Some Last Thoughts on the Categorical Approach — From a Guest
This week, we have a guest blogger – Deputy Federal Public Defender Sam Josephs. Sam clerked for both District Judge William Pauley in New York and Ninth Circuit Judge M. Smith. Sam had the good sense to choose California over New York and has been a deputy with the Federal Public Defender in Los Angeles since September, 2010. He was the recipient of the “Hanging out with Carl Gunn” e-mail that led to the title of this blog, as described in the lefthand column. He has a particular interest in categorical approach and related sentencing enhancement issues.
- Litigate even issues that seem foreclosed because law in this area changes often
- Ninth Circuit has overruled its prior decisions on numerous occasions based on change in the law
- Supreme Court has been active in this area so watch for circuit splits
NOW THE BLOG:
Carl’s examples illustrate the type of creative arguments that have prevailed in a number of cases. Those arguments have resulted in opinions excluding certain offenses, at least under the categorical approach, from consideration under the Armed Career Criminal Act, career offender guideline, illegal reentry guideline, and various immigration law provisions.
But there’s been so much change in the law over the last three or four years, it’s important to continue to litigate these issues, even if the Ninth Circuit has seemingly foreclosed them.
Here’s an example: In United States v. Terrell, 593 F.3d 1084, 1089-90 (9th Cir. 2010), the court held that Arizona’s version of sexual assault qualifies as a “violent felony” under the so-called “residual clause” of the Armed Career Criminal Act, allowing a prior sexual assault conviction to trigger the fifteen-year mandatory minimum sentencing enhancement. The residual clause, also found in the career offender provision of the Guidelines, defines as a “violent felony” or “crime of violence” an offense that “involves conduct that presents a serious potential risk of physical injury to another.” 18 U.S.C. § 924(e)(2)(B)(ii); U.S.S.G. § 4B1.2(a). The Arizona statute defines sexual assault to include situations in which there is no force or threat of force used — such as instances in which the victim is incapable of consenting to sexual conduct because of mental disorder, drugs, or “other similar impairments known to the defendant.” Terrell, 593 F.3d at 1089. In finding the offense qualifies as a “violent felony,” the court compared the Arizona law to simple rape, reasoning that the “typical” rape case involves violence and aggression.
Judge M. Smith wrote a persuasive dissent from the denial of rehearing en banc in Terrell, joined by Chief Judge Kozinski, and Judges Pregerson and Reinhardt.
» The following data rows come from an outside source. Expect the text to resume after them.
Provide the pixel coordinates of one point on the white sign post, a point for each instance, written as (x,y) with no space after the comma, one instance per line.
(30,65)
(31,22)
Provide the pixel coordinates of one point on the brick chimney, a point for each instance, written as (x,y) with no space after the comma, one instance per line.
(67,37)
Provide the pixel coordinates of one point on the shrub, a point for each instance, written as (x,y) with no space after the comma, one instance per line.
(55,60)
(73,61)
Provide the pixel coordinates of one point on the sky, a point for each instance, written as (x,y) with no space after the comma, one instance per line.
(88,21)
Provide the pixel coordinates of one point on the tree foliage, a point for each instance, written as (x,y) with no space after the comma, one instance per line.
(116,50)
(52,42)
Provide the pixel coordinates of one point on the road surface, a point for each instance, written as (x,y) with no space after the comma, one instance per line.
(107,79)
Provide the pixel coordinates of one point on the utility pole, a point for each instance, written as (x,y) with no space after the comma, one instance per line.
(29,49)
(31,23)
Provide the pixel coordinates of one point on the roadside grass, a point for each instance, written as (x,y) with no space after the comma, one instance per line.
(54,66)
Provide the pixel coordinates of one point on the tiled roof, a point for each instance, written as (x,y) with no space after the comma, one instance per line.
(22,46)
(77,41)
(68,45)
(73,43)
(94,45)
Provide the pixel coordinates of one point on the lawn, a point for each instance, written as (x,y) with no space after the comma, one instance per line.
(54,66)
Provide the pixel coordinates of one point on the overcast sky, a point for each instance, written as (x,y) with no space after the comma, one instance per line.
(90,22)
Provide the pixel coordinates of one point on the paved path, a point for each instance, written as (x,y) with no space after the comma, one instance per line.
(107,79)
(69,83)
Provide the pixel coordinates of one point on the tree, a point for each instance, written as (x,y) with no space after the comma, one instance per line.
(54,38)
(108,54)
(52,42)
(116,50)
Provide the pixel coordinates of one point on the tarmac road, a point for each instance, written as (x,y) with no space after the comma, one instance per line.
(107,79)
See United States v. Terrell, 621 F.3d 1154 (9th Cir. 2010). The dissenting judges pointed out that, in addition to qualifying as a “violent felony” under the Armed Career Criminal Act, Terrell probably means that a sexual assault offense also qualifies as a “forcible sex offense[ ]”, and thus a “crime of violence” under the career offender guideline, even if it does not require any force. See id. at 1160-61. Note that the Terrell panel opinion doesn’t expressly consider whether a sexual assault offense not requiring force is a “crime of violence” for career offender purposes, so defense attorneys should still be challenging those priors, perhaps making many of the same arguments raised by Judge M. Smith in his dissent.
The dissent’s argument also provides a good road map for challenging Terrell’s holding with respect to the Armed Career Criminal Act. For example, the dissent points out that inChambers v. United States, 555 U.S. 122 (2009), the Court required that the government point to more than a few examples in order to show that the “typical” set of facts underlying a particular offense “involves conduct that presents a serious potential risk of physical injury to another.” Defense attorneys should be citing to this aspect of Chambers, and arguing that the burden is on the government to prove the “typical” case.
Defense attorneys should also look to out-of-circuit cases that have interpreted the more recent Supreme Court decisions —Begay, Chambers, Johnson, and Sykes — as a way of litigating issues that may seem foreclosed under older circuit precedent. The Ninth Circuit has certainly been willing to reconsider its prior opinions in light of intervening case law in other instances; see as one example the en banc decision in Ruiz-Fernandez, 466 F.3d 1121 (9th Cir. 2006) (en banc) and cases applying and extending it outside its particular facts. One case from another circuit that has done this specifically with rape is United States v. Owens, 672 F.3d 966 (11th Cir. 2012). In that case, the court overruled prior circuit case law, and held that neither second degree rape nor second degree sodomy under Alabama law qualify as a “violent felony” under the Armed Career Criminal Act.
The second degree rape statute at issue in Owens is strikingly similar to the sexual assault statute addressed in Terrell — both require only slight penetration, and lack of consent is defined to include mental incapacity. It could provide an avenue to seek en banc review — or perhaps certiorari — based on a split in the circuits. Remember Carl’s point in his first post on the categorical approach (see “Recent Posts” in the righthand column) that this is an area in which the Supreme Court has taken a number of cases.